Da ich aber offenbar nicht über eine ausgeprägte Begabung auf dem Gebiet Selbstmarketing verfüge, stecke ich in der schwierigsten Geburtsphase fest.

Was schreibst Du am liebsten? Prosa, Gedichte, Kurzgeschichten, Buch etc.?

Das geht phasenweise: mal sind es eher Gedichte, mal Reise - und Erlebnisberichte oder Kurzgeschichten. Reflexionen über eigene Themen die mich beschäftigen, oder Betrachtungen zu solchen, die mir entgegen kommen und – ähnlich wie in meinem Zeichenblock - verschiedene Aspekte und Erscheinungsformen beleuchten und in Form bringen.

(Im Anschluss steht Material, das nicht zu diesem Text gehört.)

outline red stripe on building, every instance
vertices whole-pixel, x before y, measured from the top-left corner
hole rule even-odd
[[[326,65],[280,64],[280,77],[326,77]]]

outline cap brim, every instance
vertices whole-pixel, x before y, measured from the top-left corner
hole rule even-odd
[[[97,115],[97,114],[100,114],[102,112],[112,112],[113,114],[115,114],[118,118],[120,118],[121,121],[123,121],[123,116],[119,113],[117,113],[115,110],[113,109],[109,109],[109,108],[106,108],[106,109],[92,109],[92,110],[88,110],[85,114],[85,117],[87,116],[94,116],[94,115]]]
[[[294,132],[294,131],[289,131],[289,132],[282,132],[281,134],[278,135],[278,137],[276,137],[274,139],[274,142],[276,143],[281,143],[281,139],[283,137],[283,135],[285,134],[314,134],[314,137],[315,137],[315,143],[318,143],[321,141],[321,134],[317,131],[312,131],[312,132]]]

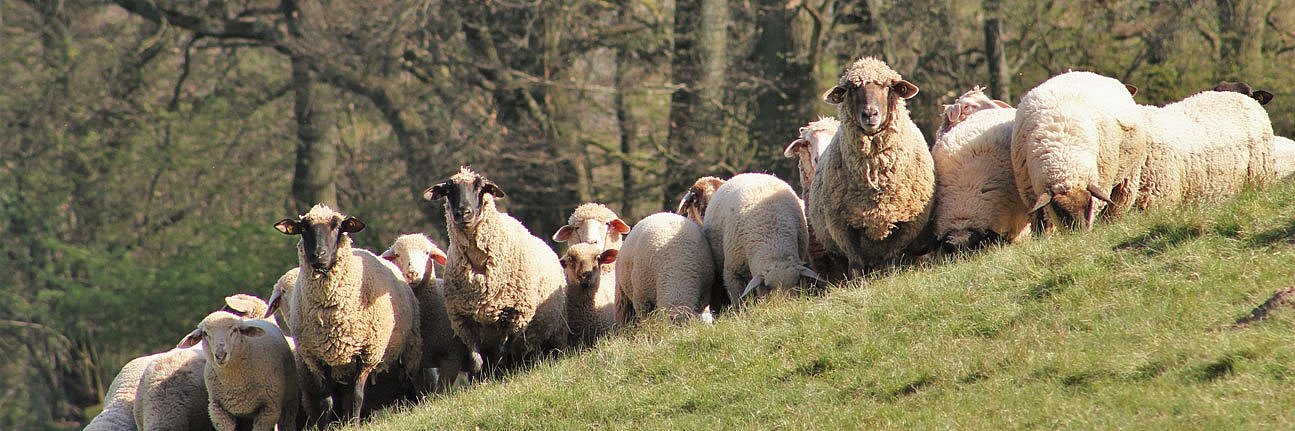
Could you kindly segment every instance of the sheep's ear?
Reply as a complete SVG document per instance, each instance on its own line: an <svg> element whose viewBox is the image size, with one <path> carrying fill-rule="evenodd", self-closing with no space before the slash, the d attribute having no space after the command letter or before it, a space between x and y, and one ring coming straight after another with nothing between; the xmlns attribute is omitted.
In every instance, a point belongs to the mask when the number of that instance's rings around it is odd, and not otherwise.
<svg viewBox="0 0 1295 431"><path fill-rule="evenodd" d="M1130 95L1130 96L1137 96L1137 95L1138 95L1138 87L1135 87L1135 86L1133 86L1132 84L1124 84L1124 89L1125 89L1125 90L1129 90L1129 95Z"/></svg>
<svg viewBox="0 0 1295 431"><path fill-rule="evenodd" d="M383 252L383 253L382 253L382 258L383 258L383 259L386 259L386 260L389 260L389 261L391 261L392 263L395 263L395 262L396 262L396 259L399 259L399 258L400 258L400 253L395 253L395 252L392 252L392 251L388 250L388 251L386 251L386 252Z"/></svg>
<svg viewBox="0 0 1295 431"><path fill-rule="evenodd" d="M1093 197L1102 202L1106 202L1107 205L1113 203L1111 202L1111 195L1106 193L1105 190L1102 190L1101 187L1098 187L1097 184L1088 183L1088 194L1093 195Z"/></svg>
<svg viewBox="0 0 1295 431"><path fill-rule="evenodd" d="M598 255L598 263L602 265L615 263L616 256L619 256L619 255L620 255L620 250L617 250L614 248L603 250L603 252Z"/></svg>
<svg viewBox="0 0 1295 431"><path fill-rule="evenodd" d="M1250 97L1255 98L1260 105L1267 105L1268 102L1273 101L1273 94L1263 90L1255 90L1253 93L1250 93Z"/></svg>
<svg viewBox="0 0 1295 431"><path fill-rule="evenodd" d="M826 93L823 93L823 101L833 105L840 105L841 102L845 101L845 92L845 87L840 85L832 87L831 90L827 90Z"/></svg>
<svg viewBox="0 0 1295 431"><path fill-rule="evenodd" d="M1043 207L1047 206L1048 203L1050 202L1052 202L1051 193L1047 193L1047 192L1039 193L1039 197L1034 200L1034 205L1030 207L1030 212L1028 214L1034 214L1035 212L1038 212L1039 210L1043 209Z"/></svg>
<svg viewBox="0 0 1295 431"><path fill-rule="evenodd" d="M253 338L261 337L265 335L265 328L262 328L260 326L248 325L242 328L238 328L238 333L243 334L244 337L253 337Z"/></svg>
<svg viewBox="0 0 1295 431"><path fill-rule="evenodd" d="M301 223L299 220L285 218L274 224L274 228L284 235L301 235Z"/></svg>
<svg viewBox="0 0 1295 431"><path fill-rule="evenodd" d="M683 199L679 199L679 207L675 208L675 214L683 215L686 211L685 208L688 208L689 205L696 201L697 193L694 193L692 189L688 189L688 192L683 194Z"/></svg>
<svg viewBox="0 0 1295 431"><path fill-rule="evenodd" d="M558 263L562 264L563 268L571 266L571 256L563 255L561 259L558 259Z"/></svg>
<svg viewBox="0 0 1295 431"><path fill-rule="evenodd" d="M202 342L202 328L194 329L189 335L185 335L179 344L175 345L177 349L188 349Z"/></svg>
<svg viewBox="0 0 1295 431"><path fill-rule="evenodd" d="M630 233L630 225L625 224L625 221L621 219L612 219L612 221L607 222L607 226L621 235Z"/></svg>
<svg viewBox="0 0 1295 431"><path fill-rule="evenodd" d="M225 297L224 309L225 311L228 311L231 314L237 314L239 316L246 317L247 313L252 312L252 308L253 306L250 300L245 300L243 298L232 296L232 295Z"/></svg>
<svg viewBox="0 0 1295 431"><path fill-rule="evenodd" d="M571 235L575 234L575 227L572 227L571 225L562 226L558 228L557 232L553 233L553 240L557 242L567 242L567 240L571 239Z"/></svg>
<svg viewBox="0 0 1295 431"><path fill-rule="evenodd" d="M274 292L270 293L270 299L265 302L265 317L273 316L275 311L279 311L279 301L282 300L283 291L274 289Z"/></svg>
<svg viewBox="0 0 1295 431"><path fill-rule="evenodd" d="M445 266L445 261L447 259L449 258L445 256L445 252L440 250L432 250L432 260L436 261L436 263L439 263L441 266Z"/></svg>
<svg viewBox="0 0 1295 431"><path fill-rule="evenodd" d="M495 199L503 199L504 197L508 196L504 194L504 190L499 188L499 185L495 184L494 181L486 181L485 183L481 184L481 192L490 193L490 195L494 196Z"/></svg>
<svg viewBox="0 0 1295 431"><path fill-rule="evenodd" d="M342 220L342 232L355 233L364 230L364 222L355 217L347 217Z"/></svg>
<svg viewBox="0 0 1295 431"><path fill-rule="evenodd" d="M917 86L901 79L890 85L890 91L893 91L901 99L911 99L917 95Z"/></svg>
<svg viewBox="0 0 1295 431"><path fill-rule="evenodd" d="M1012 105L1008 104L1007 102L1004 102L1004 101L1002 101L1002 100L998 100L998 99L994 99L994 104L995 104L995 105L998 105L998 107L999 107L999 108L1011 108L1011 107L1012 107Z"/></svg>
<svg viewBox="0 0 1295 431"><path fill-rule="evenodd" d="M791 141L790 144L787 144L787 148L782 150L782 156L789 159L792 157L796 157L796 151L800 150L801 148L805 148L805 146L807 145L809 145L809 142L806 142L803 138L796 138L796 140Z"/></svg>
<svg viewBox="0 0 1295 431"><path fill-rule="evenodd" d="M453 184L449 181L428 187L427 190L423 190L423 200L435 201L443 198L450 194L450 187L453 187Z"/></svg>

Ich mag die Wandlung der Phänomene, die Übergänge, wie Wort und Bild, Wortbild und Fragment einander ergänzen, miteinander verschmelzen, oder sich sogar in synästhetischer (Vermischung der Sinne) Gestalt zeigen und fühlen lassen. Da bin ich wahrscheinlich durch meine andere Seite, die bildnerisch-gestalterische, gefärbt und geprägt.

Was bedeutet Dir das Schreiben, hast Du es in deinem Alltag integriert? Wie oft schreibst Du?

Ja, das Schreiben ist ein Teil von mir geworden. Vieles wird dadurch klarer, verständlicher und zugänglicher, oder auch tröstlicher und leichter. Die Kraft des Wortes fasziniert mich. Ich schreibe jeden Tag, aber nicht nach Plan, sondern wenn es mich packt und weckt und die Magie der völligen Präsenz erleben lässt.

Was inspiriert dich? Wo findest Du deine Ideen?

Gewisse Stimmungen, Erinnerungen und Begegnungen können viel auslösen, oder manchmal ist es eine losgelöste Feder, die vom Dach langsam heruntersegelt, oder ein Geruch, eine Stimme oder ein Traum. Auch die Natur ist eine reiche Inspirationsquelle.

Hast Du Schreib-Pläne und wie sehen die aus? An was arbeitest Du aktuell?

Eines der aktuellen Schreibprojekte ist eine Art Galerie: Portraits skizzieren von ganz verschiedenen Menschen. Fast ein wenig karikaturhaft, aber nicht im Sinne des Laut-Witzigen sondern als Frage oder Andeutung, die zum prüfenden oder auch schmunzelnden Nachdenken anregt. Dieser Rahmen ermöglicht Federstriche, die sich durch eine gewisse Narrenfreiheit auszeichnen, Starres auflockern und Grenzen verschieben vermögen. Oder sogar Traurig-Beklemmendes in Kraft verwandeln und liebenswert machen können. Einige der Kandidaten führen auch ein Schwalbendasein wie ich, mit (mindestens) zwei Heimatorten und den entsprechenden Herausforderungen und Prägungen. Ich bin selber gespannt, was sich daraus entwickelt.

Und nicht zuletzt: Ich liege momentan mit dem Plan (das Buch, siehe oben), dem noch ungeborenen Kind in den Geburtswehen. Er ist reif, ich bin bereit, aber es fehlt noch ein Geburtshelfer, sprich ein Verlag, so dass mein Buch das Licht der Welt erblicken kann.


Liebe Dora, herzlichen Dank für das Interview und ich wünsche Dir mit deinen Projekten viel Erfolg.